On ne sait où il a pêché pareil concept, mais l’expert n’a pas pu s’empêcher de parler d’être humain : “La mission de l’expert est limitée à une description des faits. Cependant, dans certaines circonstances particulières, se taire est une lâcheté. Je dois donc exprimer mon opinion, au nom de l’éthique : l’encellulement forcé de six personnes dans des cellules de moins de 20 m2 est révoltant et indigne.” Il ajoute que “la promiscuité excessive pourrait être une torture invisible produisant des déstructurations encore plus profondes du psychisme”. Et à propos de la privation de travail dans la prison pour ceux qui attendent des procès d’assises : “Dès qu’un être humain a un rôle à jouer, sa vie s’éclaire.” Voilà une idée pour économiser les ampoules des cellules.

Mètre ou ne pas mètre carré

La taule déclenche son tollé.

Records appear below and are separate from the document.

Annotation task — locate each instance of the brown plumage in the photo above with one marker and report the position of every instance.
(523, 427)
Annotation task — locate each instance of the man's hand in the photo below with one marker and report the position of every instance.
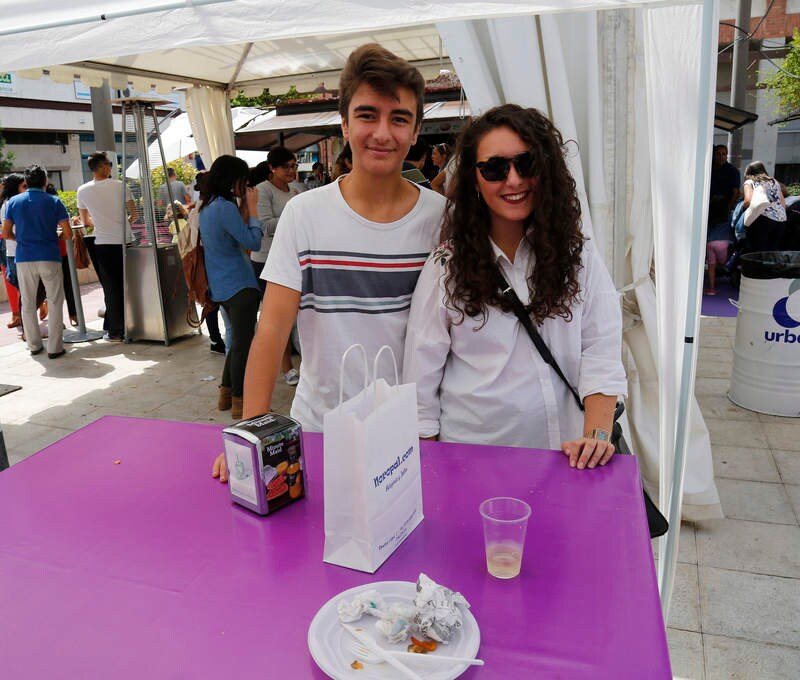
(585, 452)
(220, 469)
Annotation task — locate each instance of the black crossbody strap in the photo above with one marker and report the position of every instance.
(525, 319)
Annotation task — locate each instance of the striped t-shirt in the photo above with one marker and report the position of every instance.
(355, 279)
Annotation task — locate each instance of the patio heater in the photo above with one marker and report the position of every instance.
(155, 289)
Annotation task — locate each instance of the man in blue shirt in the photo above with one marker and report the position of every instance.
(33, 219)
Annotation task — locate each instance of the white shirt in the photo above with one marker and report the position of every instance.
(491, 386)
(355, 279)
(103, 200)
(271, 202)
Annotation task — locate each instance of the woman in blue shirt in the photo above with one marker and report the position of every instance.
(227, 230)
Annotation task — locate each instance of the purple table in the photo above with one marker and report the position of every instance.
(146, 570)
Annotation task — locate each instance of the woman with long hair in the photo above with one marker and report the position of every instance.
(479, 377)
(766, 232)
(228, 226)
(12, 185)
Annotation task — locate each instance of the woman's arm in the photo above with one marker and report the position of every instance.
(427, 346)
(247, 235)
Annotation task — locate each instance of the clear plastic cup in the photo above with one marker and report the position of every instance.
(505, 521)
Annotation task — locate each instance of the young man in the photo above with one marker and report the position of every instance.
(100, 206)
(32, 220)
(348, 254)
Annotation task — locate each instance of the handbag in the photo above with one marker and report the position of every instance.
(656, 522)
(758, 204)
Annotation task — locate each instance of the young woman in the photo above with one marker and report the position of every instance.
(766, 233)
(479, 376)
(440, 157)
(226, 231)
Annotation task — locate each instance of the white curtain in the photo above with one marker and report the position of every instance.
(672, 41)
(209, 112)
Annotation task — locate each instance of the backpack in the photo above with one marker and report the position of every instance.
(190, 247)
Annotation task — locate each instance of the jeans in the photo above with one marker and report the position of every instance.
(242, 309)
(108, 261)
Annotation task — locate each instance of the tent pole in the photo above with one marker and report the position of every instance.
(706, 88)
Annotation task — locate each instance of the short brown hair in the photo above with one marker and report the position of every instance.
(96, 160)
(381, 70)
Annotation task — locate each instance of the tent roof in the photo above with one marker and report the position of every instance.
(249, 44)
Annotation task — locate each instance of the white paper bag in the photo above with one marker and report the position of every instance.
(759, 202)
(373, 488)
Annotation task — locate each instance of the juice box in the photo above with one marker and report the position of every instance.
(265, 462)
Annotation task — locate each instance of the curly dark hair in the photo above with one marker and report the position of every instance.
(553, 229)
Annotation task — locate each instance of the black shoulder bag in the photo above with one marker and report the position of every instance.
(656, 522)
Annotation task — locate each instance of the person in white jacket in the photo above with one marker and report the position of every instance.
(480, 378)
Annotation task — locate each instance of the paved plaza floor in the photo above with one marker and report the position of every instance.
(736, 607)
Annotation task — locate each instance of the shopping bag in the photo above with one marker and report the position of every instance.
(758, 204)
(372, 481)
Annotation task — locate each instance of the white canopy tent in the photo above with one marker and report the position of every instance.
(178, 140)
(632, 81)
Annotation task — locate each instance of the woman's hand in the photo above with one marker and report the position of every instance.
(220, 468)
(586, 452)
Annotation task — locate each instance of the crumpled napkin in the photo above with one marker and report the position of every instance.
(438, 615)
(369, 602)
(435, 612)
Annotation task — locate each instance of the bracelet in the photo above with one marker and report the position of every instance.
(598, 433)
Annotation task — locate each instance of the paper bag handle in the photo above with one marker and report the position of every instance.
(341, 369)
(394, 361)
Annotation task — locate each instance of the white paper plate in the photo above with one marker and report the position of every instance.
(331, 646)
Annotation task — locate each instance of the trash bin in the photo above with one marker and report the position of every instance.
(766, 354)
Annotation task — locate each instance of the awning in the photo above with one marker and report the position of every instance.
(729, 119)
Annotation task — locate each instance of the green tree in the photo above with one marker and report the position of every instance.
(784, 83)
(70, 201)
(263, 99)
(6, 159)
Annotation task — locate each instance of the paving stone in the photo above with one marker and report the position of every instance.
(751, 606)
(788, 463)
(715, 406)
(755, 465)
(737, 433)
(734, 659)
(685, 654)
(783, 436)
(716, 341)
(711, 386)
(749, 546)
(757, 501)
(793, 491)
(687, 548)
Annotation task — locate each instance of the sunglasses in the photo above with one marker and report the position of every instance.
(496, 168)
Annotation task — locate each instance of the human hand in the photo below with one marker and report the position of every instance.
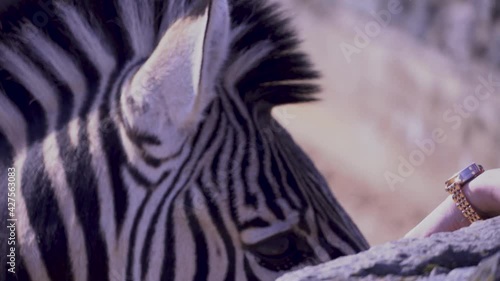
(483, 193)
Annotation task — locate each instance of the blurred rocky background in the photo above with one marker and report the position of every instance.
(410, 96)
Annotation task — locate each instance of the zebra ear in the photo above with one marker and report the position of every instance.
(176, 83)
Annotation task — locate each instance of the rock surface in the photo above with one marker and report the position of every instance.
(471, 253)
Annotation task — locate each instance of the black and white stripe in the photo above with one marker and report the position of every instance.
(145, 148)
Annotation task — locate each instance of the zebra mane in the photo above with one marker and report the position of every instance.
(270, 68)
(285, 75)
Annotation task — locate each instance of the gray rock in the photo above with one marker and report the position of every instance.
(471, 253)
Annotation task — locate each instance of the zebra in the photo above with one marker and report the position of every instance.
(142, 144)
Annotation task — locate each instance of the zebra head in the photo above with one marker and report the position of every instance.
(144, 146)
(245, 202)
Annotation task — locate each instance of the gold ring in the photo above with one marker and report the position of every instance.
(455, 184)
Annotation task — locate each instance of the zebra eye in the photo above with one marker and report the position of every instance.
(281, 252)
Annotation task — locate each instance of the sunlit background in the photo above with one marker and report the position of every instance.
(414, 80)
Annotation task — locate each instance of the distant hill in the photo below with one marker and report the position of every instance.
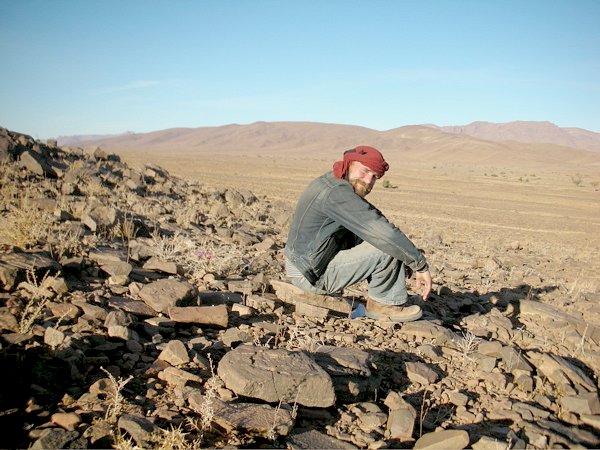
(416, 143)
(535, 132)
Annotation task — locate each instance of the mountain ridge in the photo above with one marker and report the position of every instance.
(410, 143)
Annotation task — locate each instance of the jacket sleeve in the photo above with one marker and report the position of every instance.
(369, 224)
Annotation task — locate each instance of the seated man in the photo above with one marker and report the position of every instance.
(337, 238)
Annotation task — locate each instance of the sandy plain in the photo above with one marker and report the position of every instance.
(539, 226)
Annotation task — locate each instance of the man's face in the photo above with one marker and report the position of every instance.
(361, 178)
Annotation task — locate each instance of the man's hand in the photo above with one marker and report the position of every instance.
(424, 279)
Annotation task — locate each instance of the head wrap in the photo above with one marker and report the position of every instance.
(369, 156)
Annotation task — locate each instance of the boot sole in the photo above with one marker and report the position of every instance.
(411, 318)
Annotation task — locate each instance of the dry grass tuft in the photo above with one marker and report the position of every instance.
(115, 399)
(39, 296)
(24, 226)
(198, 259)
(468, 345)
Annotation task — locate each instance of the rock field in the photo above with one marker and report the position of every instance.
(138, 311)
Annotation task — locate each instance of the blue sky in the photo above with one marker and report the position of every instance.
(101, 67)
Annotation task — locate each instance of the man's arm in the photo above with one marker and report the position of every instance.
(424, 279)
(364, 220)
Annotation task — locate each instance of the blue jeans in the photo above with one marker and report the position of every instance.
(385, 275)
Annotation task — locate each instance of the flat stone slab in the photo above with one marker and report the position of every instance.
(162, 294)
(255, 418)
(276, 375)
(136, 307)
(443, 440)
(316, 439)
(289, 293)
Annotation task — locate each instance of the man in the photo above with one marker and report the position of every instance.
(337, 238)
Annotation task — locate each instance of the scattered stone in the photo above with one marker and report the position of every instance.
(276, 375)
(586, 403)
(443, 440)
(202, 315)
(421, 373)
(175, 353)
(68, 421)
(161, 295)
(257, 418)
(139, 428)
(315, 439)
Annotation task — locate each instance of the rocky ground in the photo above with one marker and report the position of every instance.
(141, 310)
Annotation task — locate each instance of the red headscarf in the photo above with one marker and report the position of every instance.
(369, 156)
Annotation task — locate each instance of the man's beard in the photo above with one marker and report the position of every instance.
(360, 187)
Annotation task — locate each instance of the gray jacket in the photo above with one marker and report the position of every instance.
(330, 217)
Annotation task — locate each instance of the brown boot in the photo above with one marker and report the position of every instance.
(380, 311)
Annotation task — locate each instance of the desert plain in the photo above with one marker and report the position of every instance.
(506, 355)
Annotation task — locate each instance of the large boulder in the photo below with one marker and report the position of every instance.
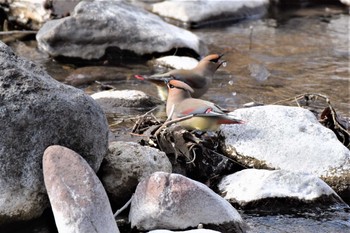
(254, 188)
(37, 111)
(173, 201)
(97, 26)
(78, 199)
(201, 12)
(125, 165)
(288, 138)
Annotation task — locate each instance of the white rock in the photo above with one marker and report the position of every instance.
(177, 62)
(111, 100)
(253, 184)
(78, 199)
(189, 231)
(173, 201)
(125, 165)
(199, 10)
(288, 138)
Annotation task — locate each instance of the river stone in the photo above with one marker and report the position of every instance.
(202, 11)
(78, 199)
(251, 186)
(173, 201)
(176, 62)
(112, 100)
(288, 138)
(97, 26)
(37, 111)
(125, 165)
(189, 231)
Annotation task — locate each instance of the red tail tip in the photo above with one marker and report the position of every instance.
(139, 77)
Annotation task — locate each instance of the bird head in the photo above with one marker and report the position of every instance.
(211, 62)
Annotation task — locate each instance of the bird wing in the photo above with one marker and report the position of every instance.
(196, 107)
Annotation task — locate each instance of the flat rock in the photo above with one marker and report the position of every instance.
(125, 165)
(254, 185)
(112, 100)
(78, 199)
(202, 11)
(37, 111)
(173, 201)
(176, 62)
(288, 138)
(116, 26)
(189, 231)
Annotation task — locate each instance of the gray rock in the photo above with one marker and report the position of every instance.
(189, 231)
(254, 185)
(112, 100)
(125, 165)
(288, 138)
(78, 199)
(200, 11)
(173, 201)
(36, 111)
(96, 26)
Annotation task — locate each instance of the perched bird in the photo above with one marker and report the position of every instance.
(207, 116)
(199, 78)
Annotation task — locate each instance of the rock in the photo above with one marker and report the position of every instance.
(201, 12)
(288, 138)
(113, 28)
(78, 199)
(90, 74)
(37, 111)
(250, 187)
(189, 231)
(112, 100)
(176, 62)
(173, 201)
(35, 13)
(125, 165)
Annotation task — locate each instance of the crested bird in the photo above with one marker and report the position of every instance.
(199, 78)
(206, 116)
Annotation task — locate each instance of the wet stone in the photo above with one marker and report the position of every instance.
(173, 201)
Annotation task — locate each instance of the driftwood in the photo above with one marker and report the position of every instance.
(197, 154)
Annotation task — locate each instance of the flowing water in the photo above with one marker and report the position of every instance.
(291, 53)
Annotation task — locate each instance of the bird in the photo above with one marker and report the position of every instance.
(206, 116)
(199, 78)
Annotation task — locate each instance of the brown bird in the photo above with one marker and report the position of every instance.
(198, 78)
(207, 116)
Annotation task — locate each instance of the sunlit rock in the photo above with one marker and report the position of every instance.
(111, 100)
(173, 201)
(34, 13)
(125, 165)
(189, 231)
(78, 199)
(37, 111)
(210, 11)
(116, 26)
(288, 138)
(254, 187)
(176, 62)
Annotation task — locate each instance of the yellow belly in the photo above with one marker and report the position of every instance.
(200, 123)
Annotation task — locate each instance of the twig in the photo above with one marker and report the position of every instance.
(123, 208)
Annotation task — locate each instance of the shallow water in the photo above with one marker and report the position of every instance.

Il a mesuré l’espace disponible pour se mouvoir, une fois décomptée la place prise par les deux lits, souvent à trois niveaux depuis octobre 2003, le lavabo, le chiotte et le mobilier. Dans une des cellules étudiées, il reste pour marcher 1,19 m2 par détenu. “Nous n’avons pas connaissance, dans nos sociétés modernes, d’espaces de vie aussi réduits”, hormis les refuges de haute montagne, les cabines de voilier ou de sous-marins, et encore, on y est volontaire. Passons sur “l’air insuffisant” et le “confinement malsain”. Les taulards n’ont qu’à s’entraîner à l’apnée.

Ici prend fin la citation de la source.